After multiple personnel changes on offense, the Browns set a new standard with their best play all season

David Hoffman, Contributing Reporter

The Browns forgot to follow the script laid out for them by pundits everywhere last Sunday, stunning the Minnesota Vikings and their home crowd with a 31-27 victory. Earlier in the week, the Browns traded starting running back Trent Richardson to Indianapolis, seemingly leaving the team devoid of talent on offense.

The dilemma was compounded by an injury to starting quarterback Brandon Weeden, who had to sit out the game after suffering a thumb injury the previous week. Replacing Weeden was journeyman Brian Hoyer, who had previously started only one NFL game in his career.

Meanwhile the Vikings featured Adrian Peterson, who won the NFL MVP award last season and is universally regarded as the best running back in the league. From fans to pundits and everyone in between, the outcome did not seem to be in doubt; Peterson would burn the Browns for one of his signature big time performances and Hoyer was doomed to fail with no talent to be found in his supporting cast. The Vikings were supposed to blow the Browns out of the water and notch their first win of the season in their home opener.

However, the Browns made it clear to everyone watching the game that they did not receive the memo. Despite falling behind 7-0 early in the game, Hoyer stayed cool and collected to lead the Browns on a touchdown drive to tie the game mere minutes later. The drive was capped by a 47 yard pass to a streaking Josh Gordon, who used his blazing speed to get behind the Vikings secondary and into the end zone.

Gordon, making his season debut, announced his presence in the game by hauling in 10 catches for 146 yards, making both the Browns and his fantasy owners happy. He had been suspended for the first two games of the season for drug abuse but returned with a bang on Sunday. After that performance, no one is accusing the Browns offense of being devoid of talent.

However, Hoyer saved his best moment for last. With less than four minutes to go in the game, the Browns found themselves trailing 27-24 when they got the ball back near midfield. He calmly led the Browns down the field, ultimately finding tight end Jordan Cameron in the end zone with fifty-one seconds remaining to put the Browns back in front.

The Browns’ defense took over from there, adopting a bend-but-don’t-break approach to keep the Vikings from scoring a touchdown of their own. On the last play of the game, defensive tackle Desmond Bryant broke through the barrier that was the Vikings’ offensive line and sacked quarterback Christian Ponder in the backfield to seal the deal. As for Peterson, Cleveland’s defense managed to keep the star running back in check to the tune of 88 yards rushing on 25 carries.

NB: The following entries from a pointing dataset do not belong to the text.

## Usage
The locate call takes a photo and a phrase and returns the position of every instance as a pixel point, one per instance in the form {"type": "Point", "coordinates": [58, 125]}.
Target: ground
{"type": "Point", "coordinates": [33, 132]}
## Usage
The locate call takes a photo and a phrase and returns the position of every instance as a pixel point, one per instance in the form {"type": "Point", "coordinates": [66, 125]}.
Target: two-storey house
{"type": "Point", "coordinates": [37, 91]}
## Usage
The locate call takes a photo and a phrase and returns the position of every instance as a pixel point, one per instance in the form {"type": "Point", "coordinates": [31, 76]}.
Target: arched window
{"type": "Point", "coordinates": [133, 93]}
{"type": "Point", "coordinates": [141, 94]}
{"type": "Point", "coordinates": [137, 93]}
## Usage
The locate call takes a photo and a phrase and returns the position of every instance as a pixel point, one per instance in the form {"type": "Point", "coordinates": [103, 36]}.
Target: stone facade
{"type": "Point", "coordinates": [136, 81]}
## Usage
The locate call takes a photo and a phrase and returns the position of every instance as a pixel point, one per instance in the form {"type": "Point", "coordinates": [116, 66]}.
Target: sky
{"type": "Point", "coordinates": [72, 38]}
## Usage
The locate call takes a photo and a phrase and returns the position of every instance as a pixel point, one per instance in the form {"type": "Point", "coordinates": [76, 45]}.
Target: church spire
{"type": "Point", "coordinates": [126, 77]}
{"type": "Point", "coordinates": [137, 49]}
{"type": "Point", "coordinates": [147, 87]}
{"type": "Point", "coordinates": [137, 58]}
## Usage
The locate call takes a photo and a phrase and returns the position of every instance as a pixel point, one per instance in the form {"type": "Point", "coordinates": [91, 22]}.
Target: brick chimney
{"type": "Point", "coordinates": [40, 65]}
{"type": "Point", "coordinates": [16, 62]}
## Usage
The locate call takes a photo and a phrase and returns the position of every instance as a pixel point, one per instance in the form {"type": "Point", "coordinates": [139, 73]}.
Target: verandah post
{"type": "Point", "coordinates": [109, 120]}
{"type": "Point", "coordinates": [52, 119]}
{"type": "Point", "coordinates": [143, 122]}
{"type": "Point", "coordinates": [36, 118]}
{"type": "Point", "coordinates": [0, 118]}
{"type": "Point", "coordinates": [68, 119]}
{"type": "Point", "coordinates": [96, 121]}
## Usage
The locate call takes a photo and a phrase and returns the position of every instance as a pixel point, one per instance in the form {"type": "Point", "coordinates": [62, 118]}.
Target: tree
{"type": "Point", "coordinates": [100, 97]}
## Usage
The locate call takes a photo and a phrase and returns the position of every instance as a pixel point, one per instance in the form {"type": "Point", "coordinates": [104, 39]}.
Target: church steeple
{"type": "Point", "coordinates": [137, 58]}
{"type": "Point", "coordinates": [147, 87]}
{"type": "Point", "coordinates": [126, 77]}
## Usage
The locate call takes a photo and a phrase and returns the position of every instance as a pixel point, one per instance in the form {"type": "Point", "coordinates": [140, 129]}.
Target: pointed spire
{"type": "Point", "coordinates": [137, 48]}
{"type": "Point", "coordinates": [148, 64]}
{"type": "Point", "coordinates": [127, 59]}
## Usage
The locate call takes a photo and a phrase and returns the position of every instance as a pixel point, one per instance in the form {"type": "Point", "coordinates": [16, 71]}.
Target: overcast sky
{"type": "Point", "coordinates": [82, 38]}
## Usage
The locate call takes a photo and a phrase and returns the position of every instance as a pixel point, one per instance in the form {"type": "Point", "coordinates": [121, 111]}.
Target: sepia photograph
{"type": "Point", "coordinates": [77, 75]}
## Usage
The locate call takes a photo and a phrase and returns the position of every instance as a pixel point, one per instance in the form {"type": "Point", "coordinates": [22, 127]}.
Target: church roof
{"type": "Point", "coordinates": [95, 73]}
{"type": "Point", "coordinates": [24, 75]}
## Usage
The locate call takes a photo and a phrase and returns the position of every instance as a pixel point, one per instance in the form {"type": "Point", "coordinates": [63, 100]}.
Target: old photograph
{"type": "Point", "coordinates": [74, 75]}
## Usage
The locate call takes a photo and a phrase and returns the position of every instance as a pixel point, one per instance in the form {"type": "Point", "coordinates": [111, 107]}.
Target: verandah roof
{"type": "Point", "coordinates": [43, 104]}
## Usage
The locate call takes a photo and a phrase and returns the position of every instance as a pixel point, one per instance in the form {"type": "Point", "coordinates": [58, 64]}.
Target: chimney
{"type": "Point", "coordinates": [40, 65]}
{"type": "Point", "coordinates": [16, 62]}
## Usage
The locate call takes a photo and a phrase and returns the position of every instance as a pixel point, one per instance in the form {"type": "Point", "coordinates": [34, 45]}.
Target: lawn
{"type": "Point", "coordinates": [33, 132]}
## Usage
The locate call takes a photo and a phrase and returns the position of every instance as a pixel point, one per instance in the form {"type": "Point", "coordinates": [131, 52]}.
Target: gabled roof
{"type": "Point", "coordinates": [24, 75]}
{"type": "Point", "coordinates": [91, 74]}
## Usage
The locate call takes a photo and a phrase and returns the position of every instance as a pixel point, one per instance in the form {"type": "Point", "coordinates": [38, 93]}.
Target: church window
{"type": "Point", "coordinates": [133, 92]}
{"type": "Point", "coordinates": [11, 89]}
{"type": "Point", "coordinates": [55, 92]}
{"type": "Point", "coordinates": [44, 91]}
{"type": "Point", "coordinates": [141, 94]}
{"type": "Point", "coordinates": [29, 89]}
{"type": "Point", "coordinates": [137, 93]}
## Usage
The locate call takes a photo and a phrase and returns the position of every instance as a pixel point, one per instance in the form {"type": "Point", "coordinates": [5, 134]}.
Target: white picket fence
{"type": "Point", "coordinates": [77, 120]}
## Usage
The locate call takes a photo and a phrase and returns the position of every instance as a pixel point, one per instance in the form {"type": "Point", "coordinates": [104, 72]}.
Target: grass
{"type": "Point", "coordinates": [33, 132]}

For one day, the Browns provided their fans a glimmer of hope in an otherwise dark time in franchise history. Despite the absence of two of their most notable offensive catalysts, the Browns went out and showed the pundits that they do, in fact, still have talented offensive players on their roster. The forecast for next week’s game against the Cincinnati Bengals should feature more of the same doom and gloom. That’s okay; the Browns are used to being doubted by pundits. After this win, they won’t mind going out and trying to prove them wrong once again.